Elvira de Poulain n’a rien d’une aventurière même si, et c’est indéniable, elle a su prouver par le passé qu’elle disposait d’un certain courage. Fuyant sa famille madrilène rigide pour étudier l’art à Paris au tournant du siècle, Elvira a par la suite épousé Rémy de Poulain, un riche industriel. Celui-ci vient malheureusement d’être assassiné à Shanghai, ce qui contraint sa veuve à venir régler ses affaires sur place. C’est ainsi que la quadragénaire débarque en Chine en 1923, traînant dans ses bagages Fernanda, sa nièce adolescente maussade et sentencieuse. Pour Elvira, le choc est rude : Shanghai n’a rien à voir avec Madrid et Paris, et elle découvre de surcroît que Rémy ne lui a laissé que des dettes, la laissant dans une précarité féroce. C’est à cet instant que le roman de Matilde Asensi prend un tour incroyable et vraiment réjouissant. Elvira est approchée par deux hommes, le journaliste Paddy Tichborne et l’antiquaire Lao Jiang, qui lui révèlent que Rémy est mort car il avait en sa possession un mystérieux et ancestral coffret convoité par les Impérialistes chinois et japonais… Ce coffret mènerait à la légendaire sépulture du premier empereur de Chine, un tombeau perdu depuis 2 000 ans, et si cette tombe était découverte par la Cité impériale, elle pourrait permettre une restauration de l’empire. Fuyant la Bande verte, la mafia locale, et prise au jeu de sa quête, Elvira va alors tenter de dénicher le mausolée du premier empereur, et surtout, son fabuleux trésor.

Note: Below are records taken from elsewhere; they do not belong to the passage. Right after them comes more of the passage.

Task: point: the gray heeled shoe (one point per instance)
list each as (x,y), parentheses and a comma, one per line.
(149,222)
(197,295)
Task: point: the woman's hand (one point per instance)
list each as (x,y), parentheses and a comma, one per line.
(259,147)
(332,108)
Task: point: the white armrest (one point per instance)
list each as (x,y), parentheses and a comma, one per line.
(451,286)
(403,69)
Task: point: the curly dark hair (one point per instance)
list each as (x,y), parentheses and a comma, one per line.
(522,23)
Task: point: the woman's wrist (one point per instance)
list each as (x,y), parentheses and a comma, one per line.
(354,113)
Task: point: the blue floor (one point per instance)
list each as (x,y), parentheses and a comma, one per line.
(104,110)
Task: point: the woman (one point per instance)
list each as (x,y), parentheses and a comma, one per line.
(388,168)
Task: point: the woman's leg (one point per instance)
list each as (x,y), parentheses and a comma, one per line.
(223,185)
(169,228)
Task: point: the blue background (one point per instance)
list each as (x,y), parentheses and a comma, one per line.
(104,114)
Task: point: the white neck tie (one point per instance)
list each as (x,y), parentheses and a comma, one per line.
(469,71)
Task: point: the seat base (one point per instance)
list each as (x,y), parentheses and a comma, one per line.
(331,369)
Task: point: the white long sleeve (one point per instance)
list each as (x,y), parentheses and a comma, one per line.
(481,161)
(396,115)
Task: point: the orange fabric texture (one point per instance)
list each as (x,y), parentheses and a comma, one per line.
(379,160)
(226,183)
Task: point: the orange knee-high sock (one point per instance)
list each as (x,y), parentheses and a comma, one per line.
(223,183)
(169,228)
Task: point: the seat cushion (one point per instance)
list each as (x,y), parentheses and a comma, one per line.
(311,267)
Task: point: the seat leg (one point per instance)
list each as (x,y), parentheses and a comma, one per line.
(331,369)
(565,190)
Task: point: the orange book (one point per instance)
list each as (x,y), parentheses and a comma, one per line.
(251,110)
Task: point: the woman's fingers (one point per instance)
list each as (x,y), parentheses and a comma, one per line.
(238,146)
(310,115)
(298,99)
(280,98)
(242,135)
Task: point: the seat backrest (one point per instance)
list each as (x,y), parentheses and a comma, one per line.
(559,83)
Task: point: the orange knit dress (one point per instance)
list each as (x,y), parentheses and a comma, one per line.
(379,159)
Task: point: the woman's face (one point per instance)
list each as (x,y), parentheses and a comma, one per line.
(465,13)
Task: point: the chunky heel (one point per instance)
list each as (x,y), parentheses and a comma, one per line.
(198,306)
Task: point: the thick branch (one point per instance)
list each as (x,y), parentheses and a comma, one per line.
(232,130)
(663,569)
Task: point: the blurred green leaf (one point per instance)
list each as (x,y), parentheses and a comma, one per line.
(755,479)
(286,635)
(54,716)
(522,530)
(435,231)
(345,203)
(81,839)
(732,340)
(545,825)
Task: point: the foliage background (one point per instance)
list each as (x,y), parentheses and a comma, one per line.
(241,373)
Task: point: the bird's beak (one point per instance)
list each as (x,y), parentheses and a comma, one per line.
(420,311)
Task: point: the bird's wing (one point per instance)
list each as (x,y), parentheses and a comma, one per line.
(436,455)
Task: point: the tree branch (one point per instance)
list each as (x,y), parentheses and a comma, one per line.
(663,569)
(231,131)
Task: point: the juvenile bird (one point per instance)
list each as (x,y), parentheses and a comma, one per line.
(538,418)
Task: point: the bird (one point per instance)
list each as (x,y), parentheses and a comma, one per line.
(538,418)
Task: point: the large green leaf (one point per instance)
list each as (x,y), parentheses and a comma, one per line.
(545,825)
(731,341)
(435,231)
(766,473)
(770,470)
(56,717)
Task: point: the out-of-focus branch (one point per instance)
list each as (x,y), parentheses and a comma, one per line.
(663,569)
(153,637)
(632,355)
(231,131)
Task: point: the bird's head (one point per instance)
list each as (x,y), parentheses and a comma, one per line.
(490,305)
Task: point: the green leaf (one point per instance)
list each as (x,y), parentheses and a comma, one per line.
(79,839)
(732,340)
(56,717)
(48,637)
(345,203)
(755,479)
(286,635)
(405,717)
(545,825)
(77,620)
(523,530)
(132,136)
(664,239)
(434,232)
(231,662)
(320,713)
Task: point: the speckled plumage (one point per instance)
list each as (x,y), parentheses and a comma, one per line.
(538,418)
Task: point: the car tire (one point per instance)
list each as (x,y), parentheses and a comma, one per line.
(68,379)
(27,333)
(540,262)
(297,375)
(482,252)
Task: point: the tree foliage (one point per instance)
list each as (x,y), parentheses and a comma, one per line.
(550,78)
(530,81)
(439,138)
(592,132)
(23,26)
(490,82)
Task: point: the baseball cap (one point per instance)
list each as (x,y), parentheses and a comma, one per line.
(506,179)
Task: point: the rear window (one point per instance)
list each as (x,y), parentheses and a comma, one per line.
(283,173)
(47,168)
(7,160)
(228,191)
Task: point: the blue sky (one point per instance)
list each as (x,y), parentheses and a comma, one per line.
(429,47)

Véritable immersion dans la culture chinoise, Le Pays sous le ciel est un récit très documenté, qui, à partir de l’ histoire véridique de l’empereur Qin Shi Huangdi, nous offre un incroyable roman d’aventure, où courses poursuites haletantes et scènes de combat côtoient avec harmonie des paragraphes entiers sur la philosophie taoïste et les énigmes chinoises. En s’appuyant sur d’authentiques textes d’historiens et de chroniqueurs chinois, Matilde Asensi nous livre un roman qui donne le tournis, en nous décrivant avec grand talent une sépulture qui n’a rien à envier aux plus célèbres pyramides égyptiennes ou mayas. Prouesses techniques fascinantes, richesses inimaginables et pièges mortels attendent Elvira et ses compagnons de voyage. Parviendront-ils à mettre la main sur le trésor impérial, et à sauver Elvira de la ruine, tout en empêchant une restauration impériale ? Le suspense monte crescendo, pour notre plus grand plaisir.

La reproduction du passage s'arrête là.